CMMI und ISO/IEC 15504 bei sepp.med
2004 führte sepp.med einen integrierten Ansatz zur Prozessverbesserung ein. Er enthält die Vorbereitungen auf das jährliche ISO 9001 Audit und weiterführende ISO/IEC 15504 Assessments als integralen Bestandteil unseres Standard-Qualitätssicherungsprozesses. Auch hier setzen wir auf Modellierungsmethoden. Unser Qualitätssicherungshandbuch wird sukzessive durch eine modellbasierte Prozessbeschreibung ersetzt. In den Modellen können wir direkt die Best Practices dem ISO/IEC 15504 Referenzmodell zuordnen und damit die Zusammenhänge nachvollziehbar und verständlich machen.

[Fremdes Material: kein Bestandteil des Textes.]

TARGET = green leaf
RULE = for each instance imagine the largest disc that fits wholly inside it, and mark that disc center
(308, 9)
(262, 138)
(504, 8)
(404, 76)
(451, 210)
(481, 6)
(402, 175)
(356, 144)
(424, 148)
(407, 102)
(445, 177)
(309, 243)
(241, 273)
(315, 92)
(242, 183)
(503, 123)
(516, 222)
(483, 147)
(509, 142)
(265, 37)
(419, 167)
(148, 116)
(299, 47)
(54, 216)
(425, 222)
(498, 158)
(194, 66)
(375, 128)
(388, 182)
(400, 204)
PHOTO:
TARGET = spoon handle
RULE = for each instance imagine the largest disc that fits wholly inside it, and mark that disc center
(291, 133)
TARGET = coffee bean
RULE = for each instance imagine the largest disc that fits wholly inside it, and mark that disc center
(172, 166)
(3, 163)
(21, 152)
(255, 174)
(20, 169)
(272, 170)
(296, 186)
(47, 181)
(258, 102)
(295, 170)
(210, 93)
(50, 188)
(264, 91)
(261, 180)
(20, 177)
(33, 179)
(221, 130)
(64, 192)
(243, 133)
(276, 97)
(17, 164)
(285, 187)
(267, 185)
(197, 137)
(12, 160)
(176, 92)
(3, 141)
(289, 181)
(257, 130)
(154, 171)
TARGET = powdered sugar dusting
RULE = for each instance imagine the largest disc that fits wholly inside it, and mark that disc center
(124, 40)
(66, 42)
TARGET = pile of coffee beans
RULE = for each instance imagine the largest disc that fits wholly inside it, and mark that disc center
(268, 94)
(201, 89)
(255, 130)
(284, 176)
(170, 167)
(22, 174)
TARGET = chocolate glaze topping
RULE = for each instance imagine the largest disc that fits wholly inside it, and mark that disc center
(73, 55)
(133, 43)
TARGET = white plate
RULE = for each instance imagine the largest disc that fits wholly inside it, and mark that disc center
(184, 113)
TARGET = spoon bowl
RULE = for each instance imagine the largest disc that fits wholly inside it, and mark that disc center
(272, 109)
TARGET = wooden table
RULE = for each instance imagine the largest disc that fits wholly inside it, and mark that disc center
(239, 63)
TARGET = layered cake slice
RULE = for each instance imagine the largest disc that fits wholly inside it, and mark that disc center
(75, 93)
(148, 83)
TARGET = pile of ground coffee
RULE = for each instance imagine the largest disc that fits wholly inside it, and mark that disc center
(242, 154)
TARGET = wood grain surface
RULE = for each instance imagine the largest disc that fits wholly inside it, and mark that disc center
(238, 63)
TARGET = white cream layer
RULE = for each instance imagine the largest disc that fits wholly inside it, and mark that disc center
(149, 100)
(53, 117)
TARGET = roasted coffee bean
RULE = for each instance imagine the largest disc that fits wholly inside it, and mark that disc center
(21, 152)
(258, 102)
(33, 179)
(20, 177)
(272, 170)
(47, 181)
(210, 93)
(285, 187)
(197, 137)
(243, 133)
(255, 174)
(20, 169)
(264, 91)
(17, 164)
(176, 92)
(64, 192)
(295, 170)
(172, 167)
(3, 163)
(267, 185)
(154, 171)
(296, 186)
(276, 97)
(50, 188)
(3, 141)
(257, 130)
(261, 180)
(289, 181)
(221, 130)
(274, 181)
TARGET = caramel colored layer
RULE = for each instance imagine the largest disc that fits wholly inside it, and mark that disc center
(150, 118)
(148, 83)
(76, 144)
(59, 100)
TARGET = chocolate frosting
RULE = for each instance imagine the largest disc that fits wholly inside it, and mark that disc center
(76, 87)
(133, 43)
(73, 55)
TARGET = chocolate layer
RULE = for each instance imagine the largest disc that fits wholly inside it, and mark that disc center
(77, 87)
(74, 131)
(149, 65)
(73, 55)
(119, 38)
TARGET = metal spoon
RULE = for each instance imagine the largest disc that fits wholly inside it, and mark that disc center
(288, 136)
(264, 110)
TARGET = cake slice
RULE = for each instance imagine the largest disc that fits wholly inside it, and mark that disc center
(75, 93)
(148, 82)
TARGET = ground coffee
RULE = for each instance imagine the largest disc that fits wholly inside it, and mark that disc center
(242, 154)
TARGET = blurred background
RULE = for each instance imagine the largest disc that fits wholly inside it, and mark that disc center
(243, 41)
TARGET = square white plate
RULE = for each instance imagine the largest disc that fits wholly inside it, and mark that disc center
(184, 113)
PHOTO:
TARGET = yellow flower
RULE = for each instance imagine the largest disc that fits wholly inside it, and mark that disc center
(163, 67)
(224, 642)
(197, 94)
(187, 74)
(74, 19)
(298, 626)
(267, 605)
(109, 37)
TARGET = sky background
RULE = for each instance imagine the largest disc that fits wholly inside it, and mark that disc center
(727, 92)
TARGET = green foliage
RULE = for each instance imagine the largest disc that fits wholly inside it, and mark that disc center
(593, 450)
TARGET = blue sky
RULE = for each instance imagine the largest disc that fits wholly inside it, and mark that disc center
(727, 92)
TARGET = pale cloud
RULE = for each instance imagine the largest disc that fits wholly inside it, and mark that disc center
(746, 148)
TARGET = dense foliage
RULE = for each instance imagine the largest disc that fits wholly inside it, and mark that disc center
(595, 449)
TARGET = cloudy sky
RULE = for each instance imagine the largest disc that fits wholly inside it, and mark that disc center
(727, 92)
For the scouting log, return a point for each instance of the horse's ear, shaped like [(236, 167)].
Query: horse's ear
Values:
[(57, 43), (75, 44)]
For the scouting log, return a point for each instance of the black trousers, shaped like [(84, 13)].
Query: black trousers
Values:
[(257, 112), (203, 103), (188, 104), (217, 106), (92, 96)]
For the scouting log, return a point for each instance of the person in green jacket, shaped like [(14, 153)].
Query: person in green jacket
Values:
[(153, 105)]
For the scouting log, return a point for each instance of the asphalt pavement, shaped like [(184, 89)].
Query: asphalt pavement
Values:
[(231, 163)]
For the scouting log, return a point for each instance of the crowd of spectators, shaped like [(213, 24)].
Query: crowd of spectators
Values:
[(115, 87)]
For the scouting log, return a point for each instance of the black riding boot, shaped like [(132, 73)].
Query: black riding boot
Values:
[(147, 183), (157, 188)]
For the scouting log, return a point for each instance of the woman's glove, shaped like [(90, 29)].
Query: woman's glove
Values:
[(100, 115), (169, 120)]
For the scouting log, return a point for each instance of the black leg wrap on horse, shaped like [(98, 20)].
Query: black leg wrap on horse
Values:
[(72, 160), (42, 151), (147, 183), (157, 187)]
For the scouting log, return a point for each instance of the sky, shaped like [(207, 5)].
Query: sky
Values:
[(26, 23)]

Dieser Ansatz hat sich bewährt. 2007 konnten wir unser erstes erfolgreiches Assessment nach ISO/IEC 15504 für unseren Engineering-Prozess offiziell bekannt geben (Prozess „Engineering“, Prozessfähigkeitsstufe 3). Seither führen wir in regelmäßigen Abständen interne Assessments durch.
Von diesen Initiativen zur Prozessverbesserung profitieren auch unsere Kunden. Wir beraten, bereiten Assessments und Audits vor und begleiten Sie gern in allen Phasen.
Hier finden Sie Beispiele für unsere Erfahrungen in diesem Bereich.
Vorbereitung, Durchführung und Nachbereitung eines CMMI Audits
TBS_Med_IKM: Prozessdefinition und -einführung
Im stark regulierten, gefährdungsrelevanten Umfeld wurde sepp.med vom Kunden umfassend mit der Definition, Dokumentation und Einführung neuer Prozesse betraut.
Die gesamte Prozesslandschaft des Kunden wurde neu definiert und auf eine iterative Vorgehensweise umgestellt. sepp.med führte zunächst eine Analyse der bestehenden Prozesse durch und definierte dann die wichtigsten Kernprozesse des Product Life Cycle neu.
Zu diesen Kernprozessen gehörten:
- Anforderungsmanagement
- Konfigurationsmanagement
- Änderungsmanagement
- Testmanagement
Außerdem umfassten sie nicht-technische Prozesse wie Marketing und Angebotserstellung.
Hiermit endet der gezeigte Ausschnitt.